Around a year after the new tax bill was launched, it has been adopted by the Swiss parliament. Now a referendum could still cause the bill to fail.

In the end, the Council of States approved the National Council's draft, which deviates from the Federal Council's proposal in individual points. The most important element is the link between the corporate tax reform and the AHV. The latter will receive around CHF 2 billion per year through additional salary contributions, VAT and federal contributions. The cantons' share of direct federal tax will be increased to 21.2%. The intercantonal financial equalization system must be adjusted and the municipalities should be compensated for the effects of the corporate tax reform.

The most important elements in brief:

Dividend taxation: Dividends on participations of at least 10% are taxed at least 70% by the Confederation and at least 50% by the cantons.

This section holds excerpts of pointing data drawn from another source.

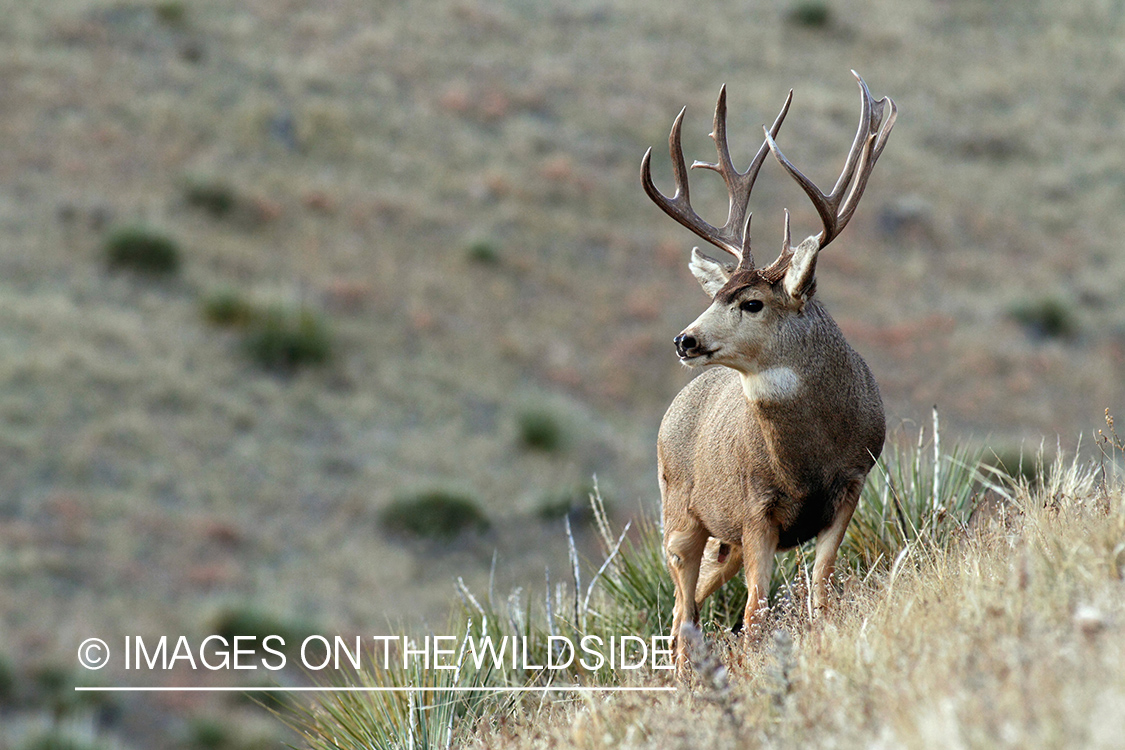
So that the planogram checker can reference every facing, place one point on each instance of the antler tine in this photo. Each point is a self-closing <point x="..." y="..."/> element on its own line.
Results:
<point x="837" y="207"/>
<point x="734" y="236"/>
<point x="739" y="184"/>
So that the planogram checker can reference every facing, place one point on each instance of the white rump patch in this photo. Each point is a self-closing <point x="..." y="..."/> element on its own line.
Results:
<point x="772" y="385"/>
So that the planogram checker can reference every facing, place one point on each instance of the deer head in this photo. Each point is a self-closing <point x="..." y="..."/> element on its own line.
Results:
<point x="755" y="310"/>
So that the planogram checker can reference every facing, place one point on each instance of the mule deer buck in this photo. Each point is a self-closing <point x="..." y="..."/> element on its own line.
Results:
<point x="772" y="449"/>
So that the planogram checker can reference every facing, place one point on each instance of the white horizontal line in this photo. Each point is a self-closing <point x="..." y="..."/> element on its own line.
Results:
<point x="559" y="688"/>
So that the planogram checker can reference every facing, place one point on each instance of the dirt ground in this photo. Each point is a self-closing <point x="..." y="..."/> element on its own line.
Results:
<point x="452" y="186"/>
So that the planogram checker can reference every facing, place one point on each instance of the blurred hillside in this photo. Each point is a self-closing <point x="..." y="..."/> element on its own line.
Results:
<point x="451" y="187"/>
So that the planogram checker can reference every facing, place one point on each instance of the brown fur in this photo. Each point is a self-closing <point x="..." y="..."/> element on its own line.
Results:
<point x="773" y="449"/>
<point x="766" y="476"/>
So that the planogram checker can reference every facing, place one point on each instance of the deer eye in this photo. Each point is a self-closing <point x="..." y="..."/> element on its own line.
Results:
<point x="752" y="306"/>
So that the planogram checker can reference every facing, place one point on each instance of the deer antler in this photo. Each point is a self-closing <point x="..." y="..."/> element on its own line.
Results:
<point x="735" y="235"/>
<point x="837" y="207"/>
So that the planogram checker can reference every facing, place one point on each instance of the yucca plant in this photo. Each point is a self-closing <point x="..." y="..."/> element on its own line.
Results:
<point x="916" y="495"/>
<point x="387" y="706"/>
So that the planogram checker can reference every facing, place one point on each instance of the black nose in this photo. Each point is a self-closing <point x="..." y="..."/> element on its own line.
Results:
<point x="686" y="345"/>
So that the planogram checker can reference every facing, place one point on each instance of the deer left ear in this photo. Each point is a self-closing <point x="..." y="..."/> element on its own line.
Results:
<point x="711" y="274"/>
<point x="801" y="276"/>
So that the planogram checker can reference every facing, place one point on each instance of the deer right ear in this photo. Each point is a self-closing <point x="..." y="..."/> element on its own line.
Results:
<point x="711" y="274"/>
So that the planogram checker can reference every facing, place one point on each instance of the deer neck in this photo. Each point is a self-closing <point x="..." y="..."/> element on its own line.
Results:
<point x="771" y="385"/>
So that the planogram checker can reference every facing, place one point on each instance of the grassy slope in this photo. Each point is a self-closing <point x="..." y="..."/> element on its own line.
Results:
<point x="151" y="476"/>
<point x="1009" y="636"/>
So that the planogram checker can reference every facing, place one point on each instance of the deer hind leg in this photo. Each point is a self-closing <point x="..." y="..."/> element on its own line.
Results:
<point x="828" y="543"/>
<point x="720" y="563"/>
<point x="759" y="545"/>
<point x="684" y="550"/>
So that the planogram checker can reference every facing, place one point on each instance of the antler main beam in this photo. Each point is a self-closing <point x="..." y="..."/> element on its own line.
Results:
<point x="735" y="235"/>
<point x="837" y="207"/>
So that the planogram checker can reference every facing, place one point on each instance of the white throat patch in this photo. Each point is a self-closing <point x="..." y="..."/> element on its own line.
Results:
<point x="772" y="385"/>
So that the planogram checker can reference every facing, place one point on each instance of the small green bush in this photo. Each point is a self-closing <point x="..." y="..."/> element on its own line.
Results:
<point x="540" y="430"/>
<point x="285" y="340"/>
<point x="216" y="199"/>
<point x="208" y="734"/>
<point x="228" y="308"/>
<point x="171" y="12"/>
<point x="57" y="740"/>
<point x="434" y="514"/>
<point x="1046" y="318"/>
<point x="811" y="14"/>
<point x="483" y="253"/>
<point x="142" y="250"/>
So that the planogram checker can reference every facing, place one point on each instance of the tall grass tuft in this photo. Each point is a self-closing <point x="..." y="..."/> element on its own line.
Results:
<point x="916" y="495"/>
<point x="918" y="500"/>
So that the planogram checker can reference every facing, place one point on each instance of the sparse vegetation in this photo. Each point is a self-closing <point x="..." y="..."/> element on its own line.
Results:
<point x="483" y="253"/>
<point x="129" y="424"/>
<point x="540" y="430"/>
<point x="1049" y="317"/>
<point x="59" y="740"/>
<point x="926" y="594"/>
<point x="259" y="624"/>
<point x="171" y="12"/>
<point x="228" y="308"/>
<point x="811" y="14"/>
<point x="142" y="250"/>
<point x="284" y="339"/>
<point x="215" y="198"/>
<point x="434" y="514"/>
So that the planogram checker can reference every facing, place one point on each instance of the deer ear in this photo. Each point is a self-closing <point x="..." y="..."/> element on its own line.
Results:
<point x="801" y="277"/>
<point x="711" y="274"/>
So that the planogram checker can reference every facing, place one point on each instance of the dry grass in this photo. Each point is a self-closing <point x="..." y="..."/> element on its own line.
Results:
<point x="152" y="476"/>
<point x="1010" y="636"/>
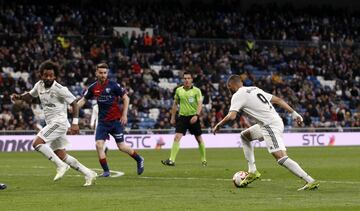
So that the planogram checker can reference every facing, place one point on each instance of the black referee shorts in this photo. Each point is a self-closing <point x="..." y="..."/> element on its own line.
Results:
<point x="183" y="124"/>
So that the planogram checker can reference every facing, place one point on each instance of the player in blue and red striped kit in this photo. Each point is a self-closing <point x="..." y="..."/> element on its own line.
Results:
<point x="110" y="118"/>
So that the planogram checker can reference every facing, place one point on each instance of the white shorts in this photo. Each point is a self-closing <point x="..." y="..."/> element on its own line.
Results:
<point x="271" y="134"/>
<point x="54" y="135"/>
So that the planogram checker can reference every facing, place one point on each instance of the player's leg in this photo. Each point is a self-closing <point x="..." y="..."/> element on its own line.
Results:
<point x="59" y="148"/>
<point x="180" y="131"/>
<point x="276" y="146"/>
<point x="174" y="150"/>
<point x="102" y="133"/>
<point x="248" y="135"/>
<point x="48" y="134"/>
<point x="202" y="149"/>
<point x="296" y="169"/>
<point x="118" y="134"/>
<point x="195" y="129"/>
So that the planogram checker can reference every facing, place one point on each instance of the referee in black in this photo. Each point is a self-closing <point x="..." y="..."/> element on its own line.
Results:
<point x="189" y="99"/>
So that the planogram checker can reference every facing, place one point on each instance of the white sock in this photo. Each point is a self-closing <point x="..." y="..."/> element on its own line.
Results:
<point x="49" y="153"/>
<point x="75" y="164"/>
<point x="249" y="154"/>
<point x="295" y="168"/>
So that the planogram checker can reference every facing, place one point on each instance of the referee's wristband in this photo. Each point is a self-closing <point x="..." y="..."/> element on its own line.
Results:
<point x="75" y="121"/>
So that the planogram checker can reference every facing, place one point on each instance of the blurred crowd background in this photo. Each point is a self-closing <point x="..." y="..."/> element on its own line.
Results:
<point x="308" y="56"/>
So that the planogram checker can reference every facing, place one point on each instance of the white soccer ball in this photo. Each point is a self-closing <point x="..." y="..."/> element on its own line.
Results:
<point x="238" y="177"/>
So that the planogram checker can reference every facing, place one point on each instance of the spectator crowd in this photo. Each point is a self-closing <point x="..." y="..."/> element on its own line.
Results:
<point x="309" y="59"/>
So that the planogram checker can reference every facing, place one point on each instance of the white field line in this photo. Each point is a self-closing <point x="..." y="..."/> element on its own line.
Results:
<point x="115" y="174"/>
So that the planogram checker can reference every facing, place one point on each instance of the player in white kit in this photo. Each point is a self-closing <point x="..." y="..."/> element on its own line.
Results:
<point x="269" y="128"/>
<point x="51" y="140"/>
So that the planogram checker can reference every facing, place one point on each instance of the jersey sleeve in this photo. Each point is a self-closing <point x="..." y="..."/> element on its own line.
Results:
<point x="119" y="90"/>
<point x="268" y="96"/>
<point x="67" y="95"/>
<point x="199" y="95"/>
<point x="176" y="96"/>
<point x="237" y="102"/>
<point x="88" y="93"/>
<point x="34" y="91"/>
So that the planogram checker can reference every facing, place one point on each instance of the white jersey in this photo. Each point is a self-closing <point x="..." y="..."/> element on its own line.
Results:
<point x="54" y="101"/>
<point x="256" y="103"/>
<point x="94" y="116"/>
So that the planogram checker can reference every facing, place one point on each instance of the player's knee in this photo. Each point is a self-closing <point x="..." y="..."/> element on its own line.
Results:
<point x="282" y="160"/>
<point x="178" y="136"/>
<point x="37" y="142"/>
<point x="99" y="145"/>
<point x="61" y="154"/>
<point x="245" y="135"/>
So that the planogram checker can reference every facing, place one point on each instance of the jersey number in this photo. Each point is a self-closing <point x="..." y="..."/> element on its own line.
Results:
<point x="263" y="99"/>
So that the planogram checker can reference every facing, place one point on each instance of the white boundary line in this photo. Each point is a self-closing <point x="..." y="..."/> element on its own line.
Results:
<point x="119" y="174"/>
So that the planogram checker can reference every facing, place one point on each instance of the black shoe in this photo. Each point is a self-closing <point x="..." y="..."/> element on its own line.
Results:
<point x="168" y="162"/>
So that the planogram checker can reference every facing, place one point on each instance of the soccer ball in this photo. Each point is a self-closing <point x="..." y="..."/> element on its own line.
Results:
<point x="2" y="186"/>
<point x="238" y="177"/>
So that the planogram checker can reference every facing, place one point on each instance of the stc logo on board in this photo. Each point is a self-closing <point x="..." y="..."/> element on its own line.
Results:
<point x="318" y="139"/>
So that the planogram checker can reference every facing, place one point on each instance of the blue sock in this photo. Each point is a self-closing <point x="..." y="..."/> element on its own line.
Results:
<point x="104" y="165"/>
<point x="136" y="157"/>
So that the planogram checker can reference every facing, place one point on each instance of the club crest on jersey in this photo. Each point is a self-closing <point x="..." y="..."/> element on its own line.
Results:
<point x="191" y="99"/>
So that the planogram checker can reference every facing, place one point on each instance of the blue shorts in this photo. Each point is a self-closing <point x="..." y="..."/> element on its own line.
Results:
<point x="113" y="128"/>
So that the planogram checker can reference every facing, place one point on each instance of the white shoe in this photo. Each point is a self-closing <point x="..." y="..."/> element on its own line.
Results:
<point x="60" y="172"/>
<point x="90" y="179"/>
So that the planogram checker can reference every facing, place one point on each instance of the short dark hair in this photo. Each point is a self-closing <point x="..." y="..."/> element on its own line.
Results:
<point x="102" y="65"/>
<point x="49" y="65"/>
<point x="187" y="73"/>
<point x="234" y="78"/>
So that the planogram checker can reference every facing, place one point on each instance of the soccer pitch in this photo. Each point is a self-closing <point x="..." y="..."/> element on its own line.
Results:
<point x="188" y="186"/>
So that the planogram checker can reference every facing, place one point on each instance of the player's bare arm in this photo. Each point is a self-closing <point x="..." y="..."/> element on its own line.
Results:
<point x="173" y="112"/>
<point x="25" y="97"/>
<point x="75" y="124"/>
<point x="126" y="101"/>
<point x="278" y="101"/>
<point x="81" y="102"/>
<point x="198" y="112"/>
<point x="230" y="116"/>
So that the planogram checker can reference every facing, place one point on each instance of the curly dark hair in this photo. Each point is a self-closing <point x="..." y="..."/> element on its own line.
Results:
<point x="49" y="65"/>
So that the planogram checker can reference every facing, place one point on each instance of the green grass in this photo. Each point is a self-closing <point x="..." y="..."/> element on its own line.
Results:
<point x="188" y="186"/>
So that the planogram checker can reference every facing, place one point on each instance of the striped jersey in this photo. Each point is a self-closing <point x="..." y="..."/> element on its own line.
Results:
<point x="107" y="96"/>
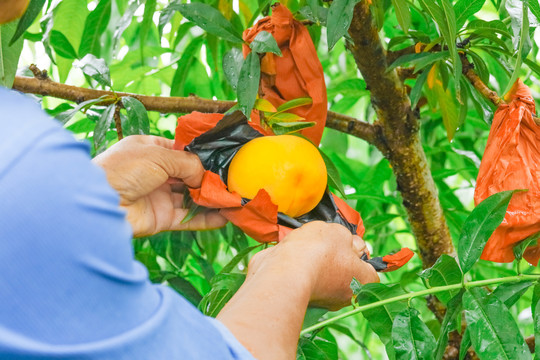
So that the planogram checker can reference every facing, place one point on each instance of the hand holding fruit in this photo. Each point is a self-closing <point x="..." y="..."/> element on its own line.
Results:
<point x="150" y="178"/>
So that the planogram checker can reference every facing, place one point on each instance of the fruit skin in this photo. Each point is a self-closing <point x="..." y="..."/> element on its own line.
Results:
<point x="288" y="167"/>
<point x="12" y="9"/>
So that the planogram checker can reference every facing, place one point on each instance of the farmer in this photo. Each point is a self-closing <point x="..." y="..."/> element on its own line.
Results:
<point x="70" y="287"/>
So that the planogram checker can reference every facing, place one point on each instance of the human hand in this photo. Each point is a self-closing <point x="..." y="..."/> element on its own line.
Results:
<point x="326" y="255"/>
<point x="150" y="177"/>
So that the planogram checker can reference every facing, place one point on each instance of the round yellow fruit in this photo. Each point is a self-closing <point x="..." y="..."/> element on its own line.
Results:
<point x="288" y="167"/>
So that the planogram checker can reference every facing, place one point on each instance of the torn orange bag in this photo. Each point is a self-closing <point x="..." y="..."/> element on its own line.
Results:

Expenditure on research and development: R&D expenditure in Germany can be claimed for tax purposes at 150%.

Patent box: Income from patents and comparable rights may be exempted up to a maximum of 90%.

Hidden reserves: Companies that relocate their registered office to Switzerland can write off the disclosed hidden reserves within 10 years. Hidden reserves of companies that lose their cantonal tax privileges with SV 17 will be taxed separately.

Minimum taxation: Interest deduction, patent box and research deductions as well as separate taxation of hidden reserves may result in a maximum total relief of 70% compared to ordinary taxation.

Capital contribution principle: Listed companies that were incorporated before February 24, 2008 may only pay out capital contribution reserves tax-free if they distribute taxable dividends in the same amount.

Interest deduction: Only high-tax cantons (especially Zurich) can allow the interest deduction on surplus equity capital

Left-wing groups (excluding the SP) have announced their intention to call for a referendum. A further referendum on this issue is therefore likely to be held. This is expected to take place on May 19, 2019. If the bill is accepted, it could come into force on January 1, 2020.

The cantons are at different stages of implementing the reform. The Grand Council of the canton of Basel-Stadt has already approved the cantonal proposal, while the proposal from Baselland still has to be discussed by the cantonal parliament after the consultation process has been completed. Both cantons again envisage significant reductions in profit tax rates.